Pour la Mésopotamie, quelques études ont été menées ces derniers temps. Il y a notamment l'ouvrage de Jean-Daniel Forest sur L'Emergence de l'Etat en Mésopotamie, paru il y a moins d'une dizaine d'années (1996 je crois). L'auteur va de la période de la fin du néolithique jusqu'à l'apparition des grands Etats territoriaux, donc c.7000-2000 (le Néolithique en lui-même étant abordé dans le génial ouvrage de Jacques Cauvin, Naissance de l'agriculture, naissance des divinités, 1994, qui est un modèle du genre). Forest distingue trois grandes phases dans l'évolution vers l'Etat, chacune divisée en deux sous-phases. Le premier stade est celui de la communauté domestique agricole (CDA), dirigée au départ par un conseil d'Anciens (selon le proncipe des sociétés agricoles, où celui qui a le plus d'expérience détient le savoir agricole, donc est le plus apte à diriger la communauté), puis dans un second temps le groupe grandit, et il faut alors procéder à une délégation de responsabilités (temporaires) à des personnes. Le deuxième stade est celui de la chefferie. L'autorité se concentre petit à petit entre les mains d'une classe dirigeante qui se constitue alors que la société se complexifie. On aboutit dans le courant de la seconde moitié du IVè millénaire au troisième stade, la cité-état, avec l'apparition d'un pouvoir royal héréditaire avec tout le cortège symbolique qui l'accompagne. La société est alors très hiérarchisée. Plusieurs cités-état se constituent dans le pays de Sumer, et s'opposent dans divers conflits, connus historiquement à partir de 2500. Forest pense qu'à cette période la cité-état est en crise : hiérarchisée à l'extrême, la société est comme bloquée de l'intérieur, alors qu'au niveau des relations extérieures on ne conçoit la domination sur ses voisins que omme une simple hégémonie, laquelle est souvent passagère. Il faut alors débloquer ce système par l'apparition d'une mentalité nouvelle, et c'est ce qui se produit avec l'arrivée de Sargon d'Akkad, présenté par Forest comme un esprit avant-gardiste, qui est premier à annexer les vaincus, et créé une super-structure politique chapeautant les anciennes cités-état : l'Etat en lui-même, un Etat prédateur puisque Sargon base son pouvoir sur la victoire militaire.

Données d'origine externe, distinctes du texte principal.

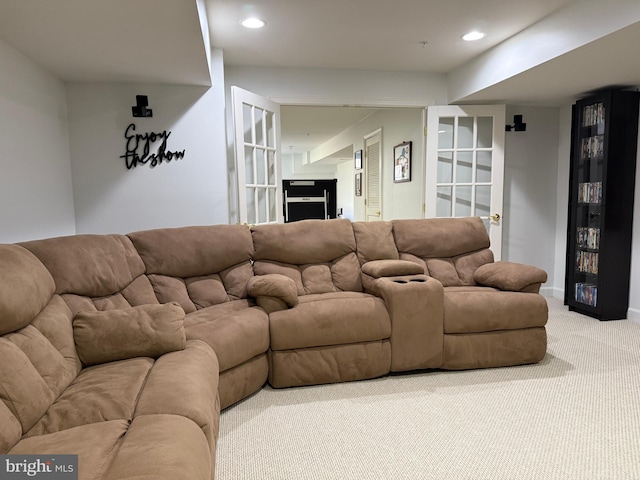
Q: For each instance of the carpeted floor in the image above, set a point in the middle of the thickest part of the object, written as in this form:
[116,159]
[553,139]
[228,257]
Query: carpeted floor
[575,415]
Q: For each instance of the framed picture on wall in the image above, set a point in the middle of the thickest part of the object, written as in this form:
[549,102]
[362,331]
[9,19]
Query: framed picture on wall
[357,157]
[402,162]
[358,184]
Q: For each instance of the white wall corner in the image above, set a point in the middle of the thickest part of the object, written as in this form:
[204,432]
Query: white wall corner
[574,26]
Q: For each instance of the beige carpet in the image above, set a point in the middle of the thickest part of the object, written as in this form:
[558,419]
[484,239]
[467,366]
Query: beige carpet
[576,415]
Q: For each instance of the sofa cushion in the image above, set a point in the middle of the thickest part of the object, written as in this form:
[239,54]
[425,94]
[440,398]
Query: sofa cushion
[330,319]
[440,237]
[95,444]
[391,268]
[274,285]
[193,251]
[25,287]
[184,383]
[142,331]
[374,241]
[100,393]
[197,266]
[237,331]
[510,276]
[484,309]
[90,265]
[304,242]
[22,388]
[162,447]
[342,274]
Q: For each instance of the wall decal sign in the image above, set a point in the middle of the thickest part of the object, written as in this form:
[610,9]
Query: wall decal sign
[139,148]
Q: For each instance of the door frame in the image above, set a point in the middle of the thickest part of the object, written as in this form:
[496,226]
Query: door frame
[494,219]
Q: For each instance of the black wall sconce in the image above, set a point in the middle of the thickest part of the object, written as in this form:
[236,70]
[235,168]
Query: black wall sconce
[518,125]
[140,109]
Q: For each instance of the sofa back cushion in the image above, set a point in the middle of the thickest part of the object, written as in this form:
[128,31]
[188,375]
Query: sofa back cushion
[92,272]
[319,255]
[374,241]
[38,359]
[197,266]
[448,249]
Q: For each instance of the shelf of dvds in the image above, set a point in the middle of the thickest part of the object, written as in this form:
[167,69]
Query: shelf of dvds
[601,190]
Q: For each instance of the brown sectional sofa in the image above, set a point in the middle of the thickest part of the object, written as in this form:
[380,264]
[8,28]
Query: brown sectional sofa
[123,348]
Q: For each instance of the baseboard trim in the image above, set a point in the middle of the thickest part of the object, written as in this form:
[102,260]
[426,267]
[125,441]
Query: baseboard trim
[633,314]
[553,292]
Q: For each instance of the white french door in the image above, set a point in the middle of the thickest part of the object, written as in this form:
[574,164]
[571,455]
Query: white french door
[373,178]
[465,165]
[256,123]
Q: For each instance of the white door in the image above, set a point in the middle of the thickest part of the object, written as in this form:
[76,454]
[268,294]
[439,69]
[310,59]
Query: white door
[256,122]
[465,165]
[373,178]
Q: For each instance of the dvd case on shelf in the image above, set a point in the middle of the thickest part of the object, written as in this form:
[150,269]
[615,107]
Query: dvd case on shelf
[590,192]
[587,293]
[588,237]
[593,147]
[593,114]
[587,262]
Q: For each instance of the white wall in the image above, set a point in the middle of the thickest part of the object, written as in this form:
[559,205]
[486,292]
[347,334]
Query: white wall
[35,172]
[562,196]
[323,86]
[530,186]
[191,191]
[634,287]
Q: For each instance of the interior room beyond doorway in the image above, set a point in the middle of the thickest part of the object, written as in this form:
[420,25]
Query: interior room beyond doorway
[319,142]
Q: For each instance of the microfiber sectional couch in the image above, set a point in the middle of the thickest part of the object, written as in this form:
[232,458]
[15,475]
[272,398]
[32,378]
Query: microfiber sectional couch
[124,348]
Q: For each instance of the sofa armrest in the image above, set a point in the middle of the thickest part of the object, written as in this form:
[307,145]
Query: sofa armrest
[416,308]
[510,276]
[391,268]
[143,331]
[273,292]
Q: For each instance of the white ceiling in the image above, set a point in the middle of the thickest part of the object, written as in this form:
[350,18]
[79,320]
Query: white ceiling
[368,34]
[165,41]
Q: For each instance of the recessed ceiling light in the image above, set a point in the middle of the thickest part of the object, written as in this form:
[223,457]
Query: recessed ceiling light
[253,23]
[473,36]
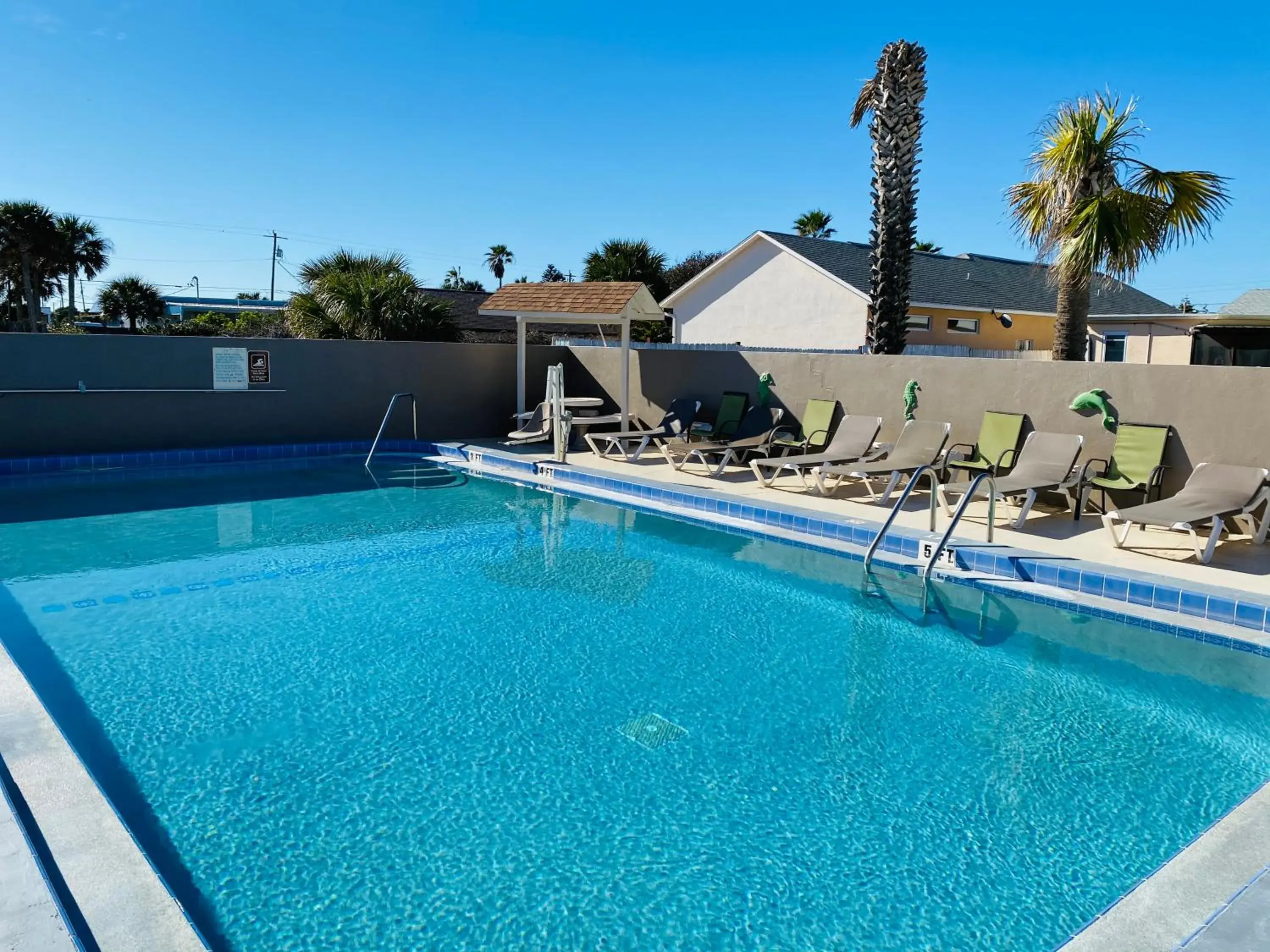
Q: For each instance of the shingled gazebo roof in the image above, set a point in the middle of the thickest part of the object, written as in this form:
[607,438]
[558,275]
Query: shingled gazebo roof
[592,300]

C'est une théorie très séduisante, qui a été critiquée par son aspect trop spéculatif. Mais l'auteur a au moins le mérite d'accorder la pré-éminence aux aspects symboliques provoquant la mise en place de l'Etat, alors que ses prédécesseurs privilégiaient les aspects matériels. Néanmoins on peut s'intérroger sur le fait qu'il ne juge pas les cité-états comme des Etats à part entière, et attende pour cela le royaume d'Akkad, que nombre de spécialistes considèrent carrément (avec de bons arguments) comme un Empire. P.Butterlin ("l'adversaire" de Forest), dans son étude sur la période d'Uruk parle de micro-états pour les cités-états, car elles correspondent souvent à un territoire composé de plusieurs grandes villes avec un arrière pays agricole assez peuplé. Mais il ne s'intéresse pas à l'élaboration de l'Etat, et n'intègre pas beaucoup les données anthropologiques, s'en tenant avant tout aux aspects matériels. Pour lui, la chute du système des cités-états de Sumer est plutôt lié à des conditions écologiques, alors qu'à l'opposé plus au nord apparaissent de nouvelles cités les concurrençant.
Pour ce qui est de la Vallée de l'Indus, la phase de constitution de chefferies apparaît dans le courant du IVè millénaire, autour de cités du Balouchistan (comme Merghahr), puis dans des centres proto-urbains situés dans la vallée même, notamment à Amri et Kot-Diji, dans une phase dite pré-harappéenne. Manifestement, l'Etat en lui-même apparaîtrait plus tard, avec l'émergence de la civilisation harappéenne en elle-même, avec ses vastes centres urbains, son uniformité remarquable. Mais il manque la connaissance de l'histoire de cette culture, ou même de légendes sur les origines de la royauté comme on en a pour l'Egypte, Sumer et la Chine. De ce fait, on ne sait même pas s'il faut considérer la civilisation de l'Indus comme un même Etat ou bien comme un ensemble de plusieurs Etats, sa durée (c. 2700-1800) ayant de toute manière permi les deux. On ne le saura sans doute jamais ...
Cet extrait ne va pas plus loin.